2023 novel by Daniel Mason

North Woods is a 2023 novel by American novelist Daniel Mason. The novel, Mason's sixth, is a work of historical fiction that tells the story of a single house in New England over the course of several centuries.

== Plot ==
North Woods follows the inhabitants of a single house in New England over the course of several centuries, from the earliest American colonies to the present day. The home's inhabitants and visitors include a set of Puritan lovers, twin sisters, a crime reporter, a cougar, and a pair of mating beetles.

== Development history ==
The novel has an epistolary structure, interspersing sequences of prose with letters, poems, journal entries, and case notes.
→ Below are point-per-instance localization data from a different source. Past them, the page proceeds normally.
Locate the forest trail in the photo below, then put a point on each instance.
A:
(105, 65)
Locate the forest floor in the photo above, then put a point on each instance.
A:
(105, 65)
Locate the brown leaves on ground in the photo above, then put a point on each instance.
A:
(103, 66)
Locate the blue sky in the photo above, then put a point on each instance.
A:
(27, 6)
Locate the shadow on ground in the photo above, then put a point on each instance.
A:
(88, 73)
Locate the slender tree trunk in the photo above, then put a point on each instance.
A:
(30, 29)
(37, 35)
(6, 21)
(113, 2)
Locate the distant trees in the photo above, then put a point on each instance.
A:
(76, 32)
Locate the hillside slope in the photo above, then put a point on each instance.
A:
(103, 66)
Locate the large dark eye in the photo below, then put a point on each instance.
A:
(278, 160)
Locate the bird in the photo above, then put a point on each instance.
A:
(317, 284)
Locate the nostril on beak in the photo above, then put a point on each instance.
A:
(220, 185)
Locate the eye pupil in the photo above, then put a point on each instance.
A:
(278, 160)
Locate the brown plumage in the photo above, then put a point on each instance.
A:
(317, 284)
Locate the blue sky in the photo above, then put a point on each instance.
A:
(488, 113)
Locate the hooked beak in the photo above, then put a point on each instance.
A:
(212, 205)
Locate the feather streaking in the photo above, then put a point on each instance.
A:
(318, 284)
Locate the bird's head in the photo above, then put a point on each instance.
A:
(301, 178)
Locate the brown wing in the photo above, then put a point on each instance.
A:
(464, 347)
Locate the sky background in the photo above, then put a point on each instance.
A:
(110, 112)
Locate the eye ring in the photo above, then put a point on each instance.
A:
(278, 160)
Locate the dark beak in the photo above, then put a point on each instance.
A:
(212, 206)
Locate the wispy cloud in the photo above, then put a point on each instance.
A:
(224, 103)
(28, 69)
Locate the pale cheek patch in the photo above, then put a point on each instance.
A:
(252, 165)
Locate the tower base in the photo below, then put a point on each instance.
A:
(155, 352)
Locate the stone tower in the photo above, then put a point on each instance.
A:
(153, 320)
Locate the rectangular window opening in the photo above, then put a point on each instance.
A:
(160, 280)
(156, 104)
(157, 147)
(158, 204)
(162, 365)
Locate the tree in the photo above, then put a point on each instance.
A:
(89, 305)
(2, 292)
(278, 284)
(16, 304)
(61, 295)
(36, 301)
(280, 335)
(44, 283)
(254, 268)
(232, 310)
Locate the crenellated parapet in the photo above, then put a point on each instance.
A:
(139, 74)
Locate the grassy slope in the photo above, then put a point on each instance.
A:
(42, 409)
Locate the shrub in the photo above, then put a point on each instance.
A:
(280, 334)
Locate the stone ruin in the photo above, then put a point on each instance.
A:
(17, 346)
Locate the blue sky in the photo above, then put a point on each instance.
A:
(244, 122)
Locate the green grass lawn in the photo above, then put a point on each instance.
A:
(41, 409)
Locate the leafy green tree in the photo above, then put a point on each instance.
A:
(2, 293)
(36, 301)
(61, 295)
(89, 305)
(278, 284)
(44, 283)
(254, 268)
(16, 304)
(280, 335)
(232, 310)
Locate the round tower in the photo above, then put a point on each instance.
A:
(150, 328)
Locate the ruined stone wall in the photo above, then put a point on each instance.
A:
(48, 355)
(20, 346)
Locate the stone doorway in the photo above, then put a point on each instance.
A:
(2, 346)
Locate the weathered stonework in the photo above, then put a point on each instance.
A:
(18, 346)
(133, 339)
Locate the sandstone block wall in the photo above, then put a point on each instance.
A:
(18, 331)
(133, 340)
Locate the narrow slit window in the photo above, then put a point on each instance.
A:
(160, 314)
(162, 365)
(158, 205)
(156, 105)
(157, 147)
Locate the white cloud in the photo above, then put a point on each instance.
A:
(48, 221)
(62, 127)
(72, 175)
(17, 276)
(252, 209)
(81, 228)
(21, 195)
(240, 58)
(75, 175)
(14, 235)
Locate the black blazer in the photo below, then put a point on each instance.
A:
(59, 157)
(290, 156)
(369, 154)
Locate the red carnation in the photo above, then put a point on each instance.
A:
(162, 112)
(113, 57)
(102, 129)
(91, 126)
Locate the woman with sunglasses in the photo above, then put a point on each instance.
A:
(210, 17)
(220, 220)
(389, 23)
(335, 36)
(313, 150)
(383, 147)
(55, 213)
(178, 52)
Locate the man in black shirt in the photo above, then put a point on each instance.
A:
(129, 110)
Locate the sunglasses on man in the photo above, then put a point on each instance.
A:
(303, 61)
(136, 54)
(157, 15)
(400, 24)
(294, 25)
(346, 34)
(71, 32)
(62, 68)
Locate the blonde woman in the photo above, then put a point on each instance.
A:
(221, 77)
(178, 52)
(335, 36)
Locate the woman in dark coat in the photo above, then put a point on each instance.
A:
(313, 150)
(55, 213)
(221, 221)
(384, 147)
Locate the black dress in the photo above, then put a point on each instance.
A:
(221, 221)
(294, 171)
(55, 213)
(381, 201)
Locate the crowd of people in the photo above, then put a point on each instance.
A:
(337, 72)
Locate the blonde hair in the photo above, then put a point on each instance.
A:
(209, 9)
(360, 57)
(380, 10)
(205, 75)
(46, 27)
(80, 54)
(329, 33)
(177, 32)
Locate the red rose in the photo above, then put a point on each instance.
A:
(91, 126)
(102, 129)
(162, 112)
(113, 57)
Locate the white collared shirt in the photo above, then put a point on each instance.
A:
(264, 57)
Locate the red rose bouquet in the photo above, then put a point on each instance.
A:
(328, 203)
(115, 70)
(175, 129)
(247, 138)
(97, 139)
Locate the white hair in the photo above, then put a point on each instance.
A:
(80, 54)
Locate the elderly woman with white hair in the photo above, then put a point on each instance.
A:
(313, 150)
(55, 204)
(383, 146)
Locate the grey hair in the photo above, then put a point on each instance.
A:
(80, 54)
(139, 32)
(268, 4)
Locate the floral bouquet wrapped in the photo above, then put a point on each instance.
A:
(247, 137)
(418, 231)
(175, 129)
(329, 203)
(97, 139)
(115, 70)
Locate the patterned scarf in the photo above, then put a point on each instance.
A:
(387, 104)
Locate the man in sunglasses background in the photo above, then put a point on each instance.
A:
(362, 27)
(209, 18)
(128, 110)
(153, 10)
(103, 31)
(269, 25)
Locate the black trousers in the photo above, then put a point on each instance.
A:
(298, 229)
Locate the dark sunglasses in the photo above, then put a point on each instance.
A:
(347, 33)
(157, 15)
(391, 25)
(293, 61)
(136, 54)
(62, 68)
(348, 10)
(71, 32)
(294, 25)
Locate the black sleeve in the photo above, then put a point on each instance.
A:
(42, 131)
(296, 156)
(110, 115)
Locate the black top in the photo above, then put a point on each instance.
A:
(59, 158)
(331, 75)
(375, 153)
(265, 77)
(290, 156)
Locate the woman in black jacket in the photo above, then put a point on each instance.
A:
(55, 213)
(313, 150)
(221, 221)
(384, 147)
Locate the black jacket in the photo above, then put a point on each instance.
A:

In an interview with Scott Simon, Mason said that the structure allowed him to explore more voices than he otherwise would have been able to.

=== Publication history ===
North Woods was published in the United States by Random House on September 19, 2023. It was simultaneously released in the United Kingdom by John Murray. The book's UK publication rights had been acquired in September 2022, in what The Bookseller reported was a "six-figure deal".

== Reception ==
The New York Times Book Review described the novel as "brilliant," praising the book's structure and Mason's prose. The Washington Posts Ron Charles also praised the book's structure, adding that the overall design was elegant and concluding that the novel was "revelatory." The Wall Street Journal was similarly positive, complimenting the plot and prose but offering slight criticism towards the structure, writing that "a shift makes for a very different novel and, in this reader's opinion, a less exciting one." Library Journal, Shelf Awareness, and Booklist all directed praise at the novel's characters, with the latter describing them as reinforcing "the dual nature of the human condition." Positive reviews were also published in Publishers Weekly and Kirkus Reviews.
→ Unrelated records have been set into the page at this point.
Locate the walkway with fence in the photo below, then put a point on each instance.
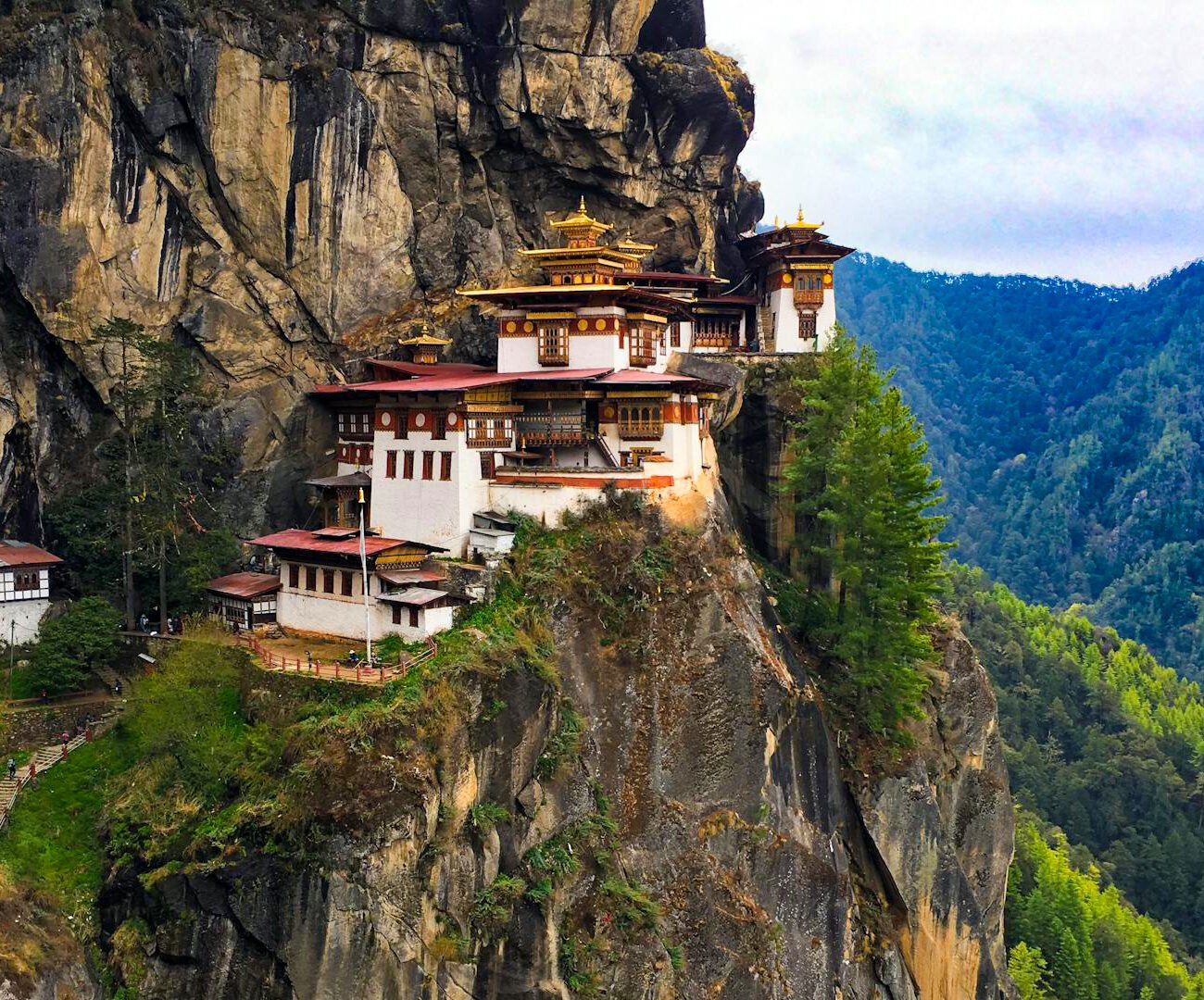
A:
(43, 761)
(357, 673)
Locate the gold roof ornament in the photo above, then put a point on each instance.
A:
(425, 338)
(802, 224)
(629, 245)
(579, 229)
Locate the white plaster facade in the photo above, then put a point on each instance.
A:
(22, 607)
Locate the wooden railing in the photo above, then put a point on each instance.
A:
(357, 673)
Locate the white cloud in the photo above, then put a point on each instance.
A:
(1046, 136)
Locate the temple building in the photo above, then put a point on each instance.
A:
(320, 585)
(584, 397)
(24, 590)
(790, 276)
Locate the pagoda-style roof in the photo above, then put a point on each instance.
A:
(13, 553)
(617, 294)
(245, 586)
(581, 229)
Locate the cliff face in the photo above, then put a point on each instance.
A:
(762, 871)
(285, 187)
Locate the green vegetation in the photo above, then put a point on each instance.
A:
(1074, 939)
(486, 815)
(73, 644)
(1064, 420)
(1100, 740)
(868, 565)
(53, 839)
(143, 530)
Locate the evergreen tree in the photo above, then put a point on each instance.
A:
(870, 559)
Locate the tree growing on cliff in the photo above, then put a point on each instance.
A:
(156, 477)
(73, 644)
(868, 559)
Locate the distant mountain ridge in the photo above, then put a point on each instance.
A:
(1066, 420)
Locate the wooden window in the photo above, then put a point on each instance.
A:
(807, 324)
(642, 344)
(27, 581)
(641, 421)
(356, 424)
(553, 344)
(490, 431)
(717, 332)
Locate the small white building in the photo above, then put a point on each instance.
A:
(320, 585)
(24, 590)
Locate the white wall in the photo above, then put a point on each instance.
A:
(25, 615)
(8, 594)
(430, 510)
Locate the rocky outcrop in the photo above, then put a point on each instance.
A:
(706, 746)
(284, 188)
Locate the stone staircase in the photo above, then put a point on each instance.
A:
(766, 334)
(43, 759)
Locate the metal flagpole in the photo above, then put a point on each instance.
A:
(364, 567)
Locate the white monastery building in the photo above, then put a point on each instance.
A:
(583, 397)
(24, 590)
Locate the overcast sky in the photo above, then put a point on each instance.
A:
(1039, 136)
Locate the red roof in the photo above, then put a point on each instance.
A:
(672, 276)
(416, 369)
(23, 554)
(445, 382)
(245, 585)
(561, 374)
(308, 542)
(638, 377)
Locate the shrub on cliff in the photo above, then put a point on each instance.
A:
(868, 561)
(75, 644)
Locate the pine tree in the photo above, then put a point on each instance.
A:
(871, 563)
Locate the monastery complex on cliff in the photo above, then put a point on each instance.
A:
(585, 396)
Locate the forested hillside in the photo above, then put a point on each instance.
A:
(1066, 421)
(1106, 744)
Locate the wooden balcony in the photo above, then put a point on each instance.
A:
(641, 430)
(549, 429)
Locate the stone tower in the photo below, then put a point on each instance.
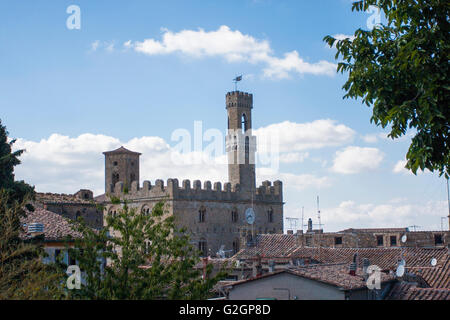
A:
(240, 143)
(121, 165)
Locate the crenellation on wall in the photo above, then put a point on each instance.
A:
(213, 213)
(230, 192)
(217, 186)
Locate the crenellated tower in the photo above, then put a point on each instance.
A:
(121, 165)
(240, 143)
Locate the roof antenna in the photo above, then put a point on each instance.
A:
(236, 80)
(318, 213)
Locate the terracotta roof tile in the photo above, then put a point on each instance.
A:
(407, 291)
(60, 198)
(56, 227)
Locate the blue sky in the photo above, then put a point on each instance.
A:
(138, 70)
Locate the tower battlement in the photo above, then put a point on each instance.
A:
(239, 99)
(173, 191)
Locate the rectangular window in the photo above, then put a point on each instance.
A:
(438, 239)
(379, 241)
(393, 241)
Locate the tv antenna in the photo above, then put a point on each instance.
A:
(415, 227)
(442, 223)
(318, 214)
(222, 252)
(236, 80)
(292, 222)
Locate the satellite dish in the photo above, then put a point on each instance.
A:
(250, 215)
(221, 252)
(400, 271)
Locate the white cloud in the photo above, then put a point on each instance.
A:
(64, 164)
(233, 46)
(106, 45)
(294, 182)
(293, 157)
(371, 138)
(395, 213)
(400, 167)
(292, 136)
(356, 159)
(95, 45)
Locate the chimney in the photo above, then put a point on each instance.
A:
(352, 269)
(35, 229)
(271, 265)
(257, 267)
(353, 266)
(205, 263)
(366, 264)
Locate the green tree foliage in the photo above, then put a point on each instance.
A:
(18, 190)
(401, 69)
(130, 241)
(22, 273)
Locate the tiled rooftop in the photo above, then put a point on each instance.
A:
(332, 274)
(56, 227)
(283, 247)
(406, 291)
(270, 245)
(60, 198)
(374, 230)
(337, 275)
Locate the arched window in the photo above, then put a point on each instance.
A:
(203, 247)
(235, 246)
(270, 215)
(201, 214)
(244, 123)
(247, 149)
(145, 210)
(234, 215)
(115, 179)
(146, 247)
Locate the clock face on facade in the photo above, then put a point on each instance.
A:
(250, 215)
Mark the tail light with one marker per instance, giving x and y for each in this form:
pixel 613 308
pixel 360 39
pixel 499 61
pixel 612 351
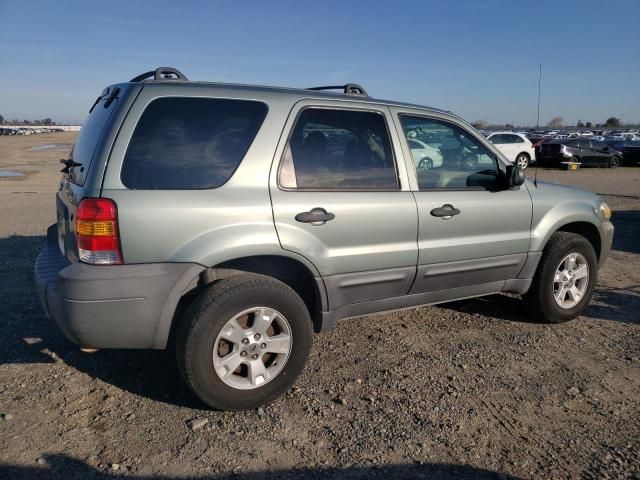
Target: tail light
pixel 97 232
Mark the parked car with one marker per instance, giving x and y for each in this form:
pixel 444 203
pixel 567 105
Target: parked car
pixel 630 150
pixel 234 220
pixel 424 156
pixel 584 151
pixel 515 146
More mixed reviews were published in The Boston Globe and The Times Literary Supplement. The Boston Globe wrote that some of the epistolary devices scattered throughout the book were "more fanciful than fulfilling" and criticized Mason for not engaging more with historical inequities throughout the plot. The Times Literary Supplement criticized the inclusion of supernatural elements while praising the overall story and conclusion. By contrast, The Guardian positively described the book, with Alice Jolly writing that the book stretched "the limits of what the novel can do."

North Woods was a finalist for the National Book Critics Circle Award for Fiction in 2023 and received a PEN Oakland/Josephine Miles Award in 2024.